Proposed State Law to Protect Beach Bonfires Draws Attention of Air-Quality Regulators
A bill by two Orange County legislators aimed at protecting beach bonfires has caught the attention of California air-quality regulators, who this summer imposed restrictions that call for the removal of some fire rings.
According to the agenda posted Thursday, the South Coast Air Quality District Board of Directors meeting in Diamond Bar at 9:30 this morning includes consideration of a position by the board on Assembly Bill 1102 by Travis Allen (R-Huntington Beach) and Sharon Quirk-Silva (D-Fullerton).
There's just one problem: the agenda was posted online around noon Thursday. The state's open meeting law requires that agendas be posted at least 24 hours in advance of a meeting.
Following the overwhelming support in both houses of the California Legislature of Allen's ACR 52, which supported access to California's beaches and the continued enjoyment of beach bonfires, the Assemblyman joined Quirk-Silva in August in announcing they would introduce AB 1102, which would reverse the air-quality board's rulings restricting fire rings.

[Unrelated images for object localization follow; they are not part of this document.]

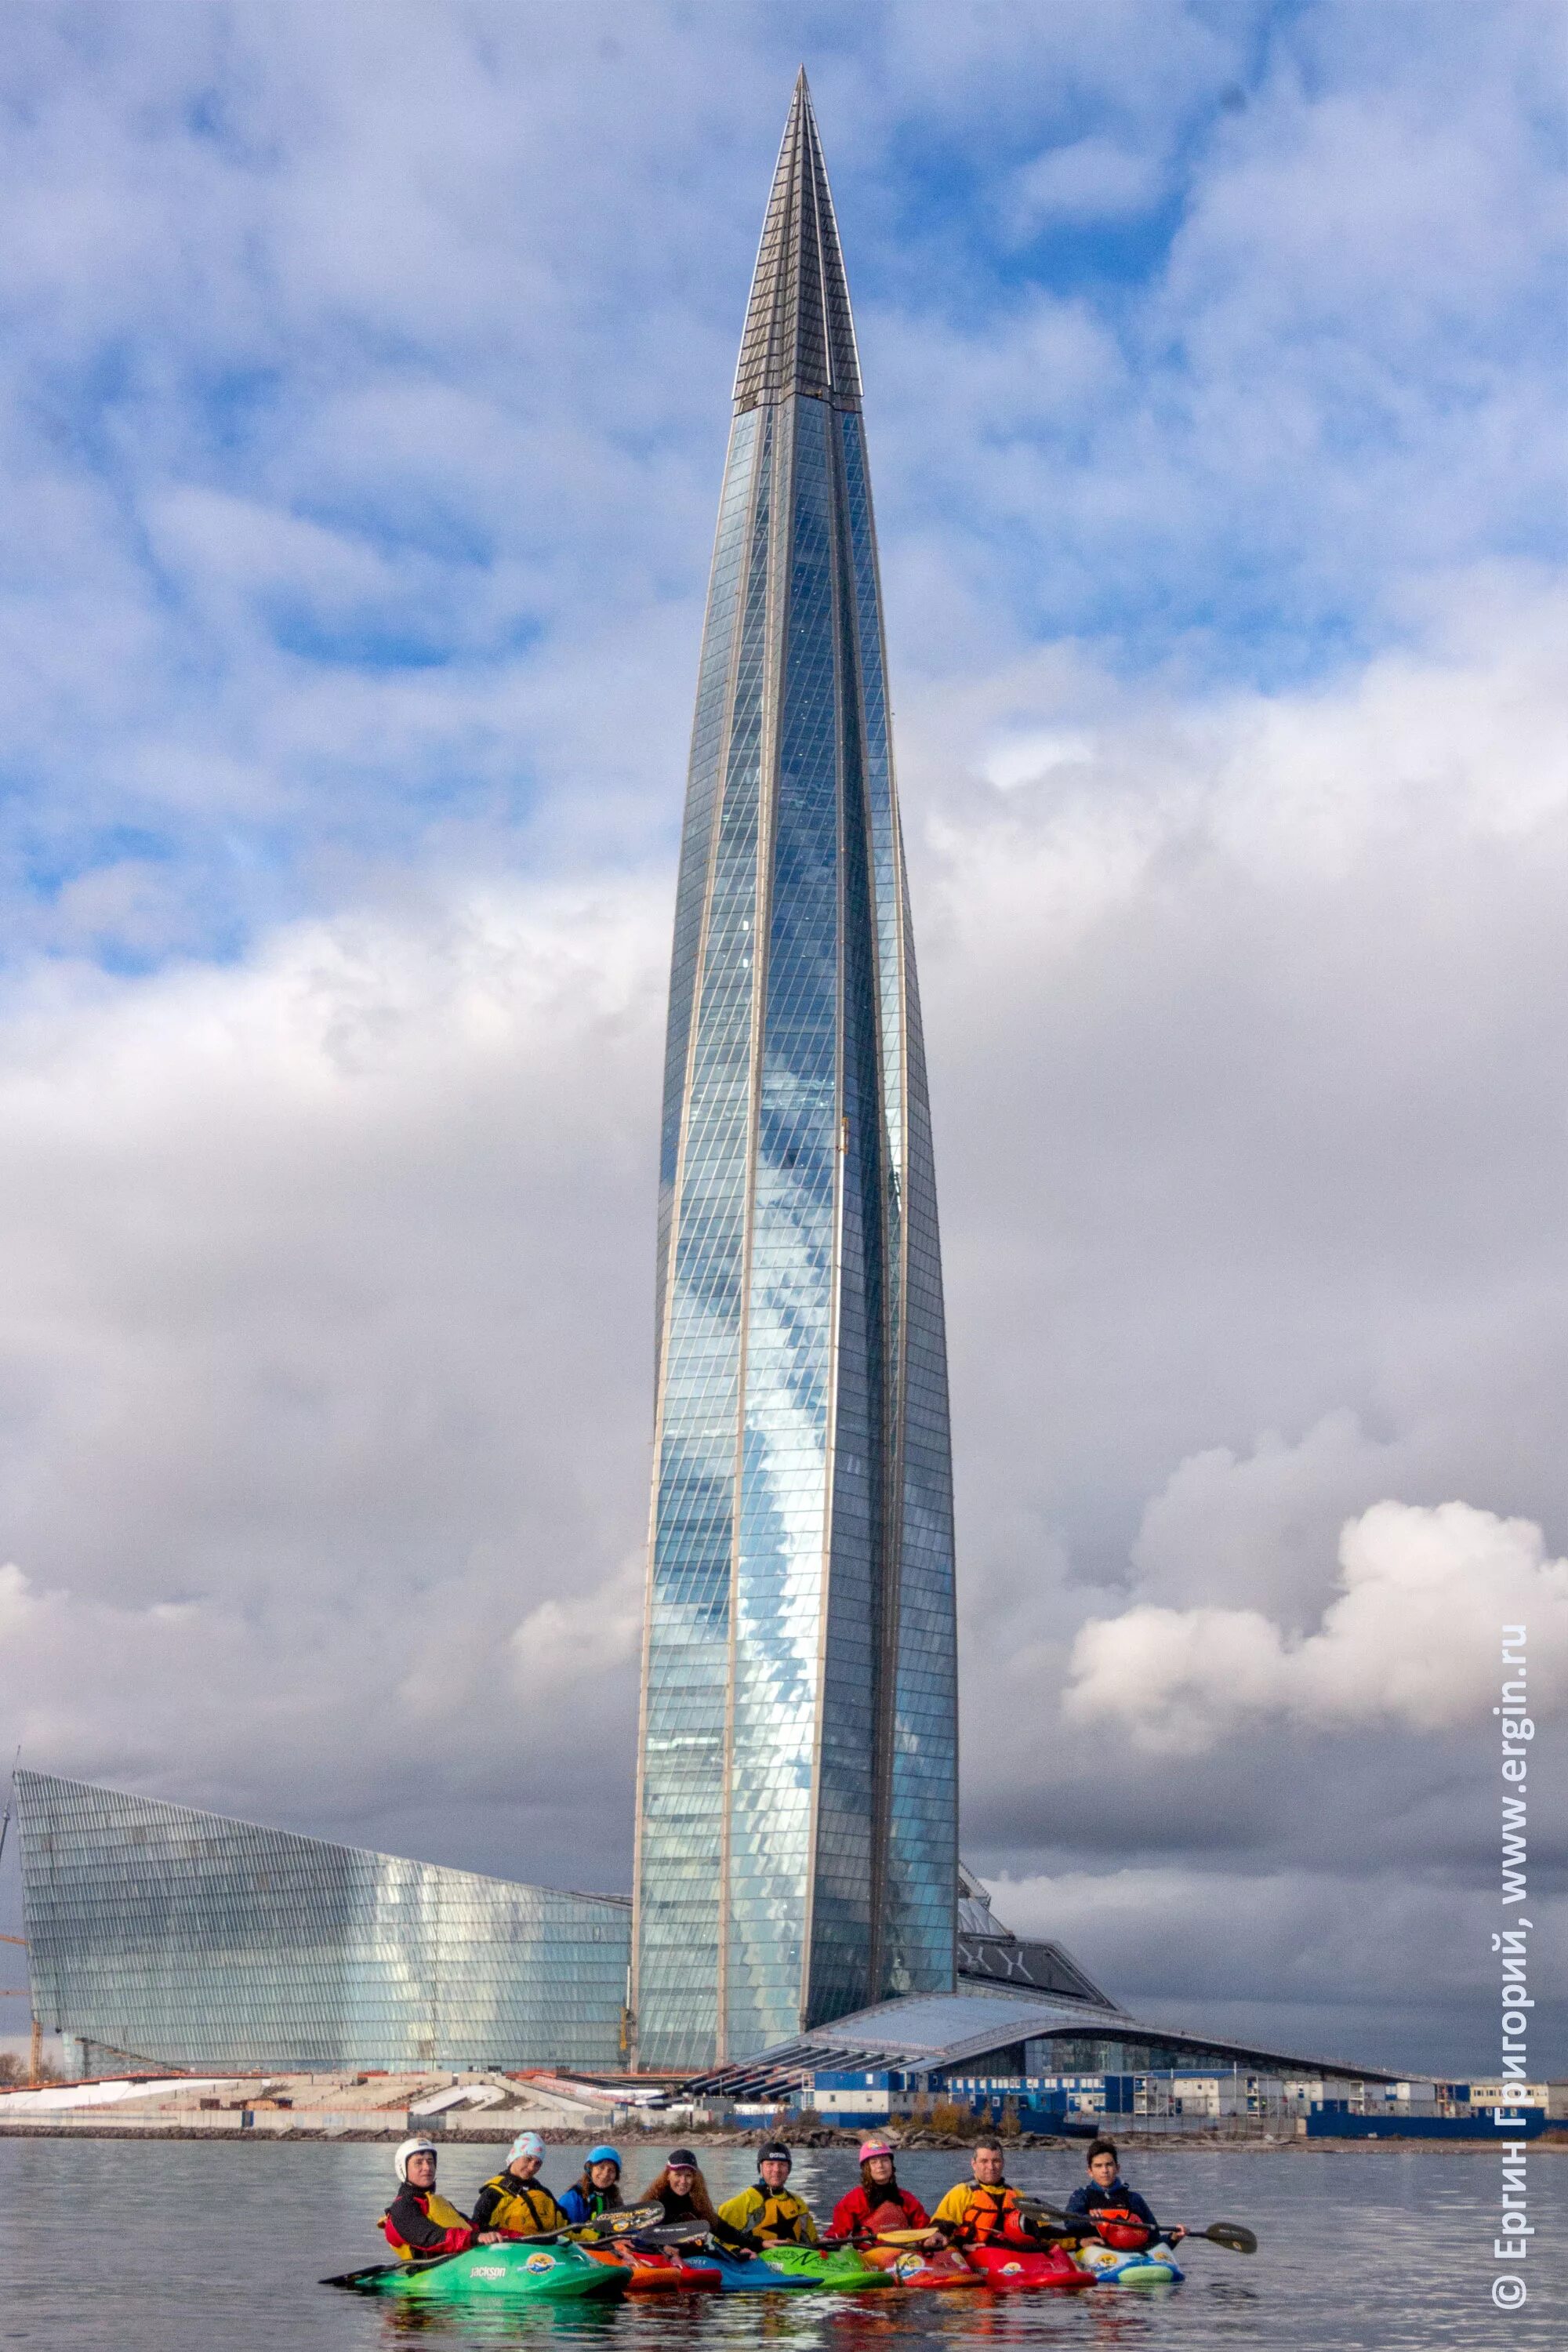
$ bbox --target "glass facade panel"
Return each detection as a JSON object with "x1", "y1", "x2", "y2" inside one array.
[
  {"x1": 16, "y1": 1772, "x2": 630, "y2": 2074},
  {"x1": 635, "y1": 76, "x2": 957, "y2": 2071}
]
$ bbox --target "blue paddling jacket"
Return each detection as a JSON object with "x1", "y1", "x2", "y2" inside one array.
[{"x1": 1066, "y1": 2180, "x2": 1160, "y2": 2233}]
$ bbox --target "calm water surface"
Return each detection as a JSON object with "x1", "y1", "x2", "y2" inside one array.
[{"x1": 1, "y1": 2136, "x2": 1562, "y2": 2347}]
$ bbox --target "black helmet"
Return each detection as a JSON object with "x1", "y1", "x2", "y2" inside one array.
[{"x1": 759, "y1": 2140, "x2": 792, "y2": 2165}]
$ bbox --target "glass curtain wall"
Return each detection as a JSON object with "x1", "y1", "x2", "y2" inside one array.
[
  {"x1": 634, "y1": 75, "x2": 958, "y2": 2073},
  {"x1": 16, "y1": 1772, "x2": 630, "y2": 2074}
]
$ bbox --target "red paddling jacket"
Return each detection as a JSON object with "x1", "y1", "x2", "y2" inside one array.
[{"x1": 832, "y1": 2183, "x2": 931, "y2": 2240}]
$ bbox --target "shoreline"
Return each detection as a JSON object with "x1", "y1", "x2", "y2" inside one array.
[{"x1": 3, "y1": 2118, "x2": 1563, "y2": 2151}]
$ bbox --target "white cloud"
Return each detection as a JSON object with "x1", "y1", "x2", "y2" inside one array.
[
  {"x1": 1008, "y1": 136, "x2": 1165, "y2": 228},
  {"x1": 1063, "y1": 1499, "x2": 1568, "y2": 1751},
  {"x1": 1130, "y1": 1411, "x2": 1409, "y2": 1619}
]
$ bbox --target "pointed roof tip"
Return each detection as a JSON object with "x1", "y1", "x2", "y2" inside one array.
[{"x1": 732, "y1": 74, "x2": 862, "y2": 415}]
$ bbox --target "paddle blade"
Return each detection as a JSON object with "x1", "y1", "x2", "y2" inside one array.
[
  {"x1": 321, "y1": 2258, "x2": 441, "y2": 2290},
  {"x1": 630, "y1": 2222, "x2": 713, "y2": 2249},
  {"x1": 873, "y1": 2229, "x2": 934, "y2": 2247},
  {"x1": 575, "y1": 2204, "x2": 666, "y2": 2241},
  {"x1": 1015, "y1": 2201, "x2": 1083, "y2": 2235},
  {"x1": 1203, "y1": 2221, "x2": 1257, "y2": 2255}
]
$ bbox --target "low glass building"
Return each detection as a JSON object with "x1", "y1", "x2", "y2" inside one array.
[{"x1": 15, "y1": 1771, "x2": 630, "y2": 2074}]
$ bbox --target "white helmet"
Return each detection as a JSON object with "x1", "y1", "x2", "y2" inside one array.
[{"x1": 395, "y1": 2135, "x2": 439, "y2": 2182}]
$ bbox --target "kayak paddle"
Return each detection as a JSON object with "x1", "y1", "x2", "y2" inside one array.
[
  {"x1": 324, "y1": 2257, "x2": 456, "y2": 2289},
  {"x1": 1018, "y1": 2201, "x2": 1256, "y2": 2256}
]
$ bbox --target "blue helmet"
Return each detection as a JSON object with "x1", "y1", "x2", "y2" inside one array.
[{"x1": 587, "y1": 2144, "x2": 622, "y2": 2169}]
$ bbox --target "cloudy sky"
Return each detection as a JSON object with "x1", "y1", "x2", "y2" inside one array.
[{"x1": 1, "y1": 1, "x2": 1564, "y2": 2078}]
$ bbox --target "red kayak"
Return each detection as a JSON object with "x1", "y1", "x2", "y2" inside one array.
[
  {"x1": 586, "y1": 2245, "x2": 722, "y2": 2292},
  {"x1": 963, "y1": 2244, "x2": 1096, "y2": 2293}
]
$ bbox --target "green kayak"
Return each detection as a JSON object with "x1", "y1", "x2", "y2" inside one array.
[
  {"x1": 326, "y1": 2241, "x2": 629, "y2": 2302},
  {"x1": 760, "y1": 2245, "x2": 898, "y2": 2291}
]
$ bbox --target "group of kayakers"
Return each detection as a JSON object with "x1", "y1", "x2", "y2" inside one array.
[{"x1": 381, "y1": 2128, "x2": 1179, "y2": 2264}]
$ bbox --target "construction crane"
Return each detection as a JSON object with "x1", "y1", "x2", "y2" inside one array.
[
  {"x1": 1, "y1": 1758, "x2": 41, "y2": 2081},
  {"x1": 1, "y1": 1934, "x2": 39, "y2": 2077}
]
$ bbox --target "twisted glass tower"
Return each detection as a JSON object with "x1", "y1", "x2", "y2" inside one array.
[{"x1": 633, "y1": 74, "x2": 958, "y2": 2072}]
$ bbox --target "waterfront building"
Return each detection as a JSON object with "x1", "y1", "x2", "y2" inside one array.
[
  {"x1": 633, "y1": 71, "x2": 959, "y2": 2071},
  {"x1": 683, "y1": 1969, "x2": 1406, "y2": 2127},
  {"x1": 13, "y1": 1771, "x2": 629, "y2": 2075}
]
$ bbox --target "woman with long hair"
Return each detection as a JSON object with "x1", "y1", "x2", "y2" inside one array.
[{"x1": 641, "y1": 2148, "x2": 758, "y2": 2250}]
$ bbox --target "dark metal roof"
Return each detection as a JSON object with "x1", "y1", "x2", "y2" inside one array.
[
  {"x1": 683, "y1": 1983, "x2": 1403, "y2": 2100},
  {"x1": 954, "y1": 1860, "x2": 1122, "y2": 2009},
  {"x1": 960, "y1": 1931, "x2": 1123, "y2": 2009},
  {"x1": 733, "y1": 71, "x2": 861, "y2": 414}
]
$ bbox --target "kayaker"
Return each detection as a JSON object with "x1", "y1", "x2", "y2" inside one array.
[
  {"x1": 471, "y1": 2131, "x2": 571, "y2": 2241},
  {"x1": 931, "y1": 2137, "x2": 1036, "y2": 2247},
  {"x1": 641, "y1": 2149, "x2": 757, "y2": 2252},
  {"x1": 1065, "y1": 2137, "x2": 1185, "y2": 2246},
  {"x1": 831, "y1": 2139, "x2": 935, "y2": 2241},
  {"x1": 560, "y1": 2143, "x2": 624, "y2": 2227},
  {"x1": 717, "y1": 2141, "x2": 819, "y2": 2245},
  {"x1": 380, "y1": 2136, "x2": 477, "y2": 2262}
]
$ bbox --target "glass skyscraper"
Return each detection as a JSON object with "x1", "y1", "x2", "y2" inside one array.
[
  {"x1": 16, "y1": 1771, "x2": 630, "y2": 2074},
  {"x1": 633, "y1": 74, "x2": 959, "y2": 2073}
]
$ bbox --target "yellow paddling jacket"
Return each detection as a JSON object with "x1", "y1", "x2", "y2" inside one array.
[
  {"x1": 717, "y1": 2185, "x2": 818, "y2": 2245},
  {"x1": 470, "y1": 2176, "x2": 569, "y2": 2238}
]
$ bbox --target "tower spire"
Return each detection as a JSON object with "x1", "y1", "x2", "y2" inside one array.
[{"x1": 733, "y1": 70, "x2": 862, "y2": 412}]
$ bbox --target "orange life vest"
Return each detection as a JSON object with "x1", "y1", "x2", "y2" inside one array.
[{"x1": 949, "y1": 2183, "x2": 1022, "y2": 2244}]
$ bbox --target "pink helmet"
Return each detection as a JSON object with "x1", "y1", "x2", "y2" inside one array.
[{"x1": 858, "y1": 2138, "x2": 895, "y2": 2161}]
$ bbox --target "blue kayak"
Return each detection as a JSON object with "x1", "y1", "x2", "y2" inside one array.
[{"x1": 705, "y1": 2249, "x2": 821, "y2": 2293}]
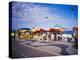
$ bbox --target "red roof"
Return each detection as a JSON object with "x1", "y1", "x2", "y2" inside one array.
[
  {"x1": 32, "y1": 28, "x2": 64, "y2": 33},
  {"x1": 47, "y1": 28, "x2": 60, "y2": 32},
  {"x1": 32, "y1": 29, "x2": 46, "y2": 33},
  {"x1": 40, "y1": 29, "x2": 47, "y2": 32}
]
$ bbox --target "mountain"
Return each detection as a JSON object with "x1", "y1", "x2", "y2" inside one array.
[{"x1": 64, "y1": 30, "x2": 73, "y2": 34}]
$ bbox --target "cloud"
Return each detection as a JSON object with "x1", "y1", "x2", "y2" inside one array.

"It would be hard to imagine the Orange County coast without fire rings on the beach," Quirk-Silva said at the time. "While I sympathize with the need to reduce pollution in Orange County, there are several more effective solutions available to us without taking away not only fun and tradition, but also needed revenue for our coastal parks."
"The SCAQMD has overstepped its authority to benefit a few wealthy landowners who want to restrict the enjoyment of our beaches," added Allen. "This legislation will simply allow our bonfires to stay as they have been for over 50 years and for the continued enjoyment of all Californians."
The SCAQMD did not pull the new regulations out of the dirty air. The push to ban fire rings began when the Newport Beach City Council voted to do so following complaints from residents who reside near the nightly smoke pits. The California Coastal Commission intervened to prevent the loss of a recreational amenity at the beach, but deferred to the air-quality regulators for science on the pollution emissions.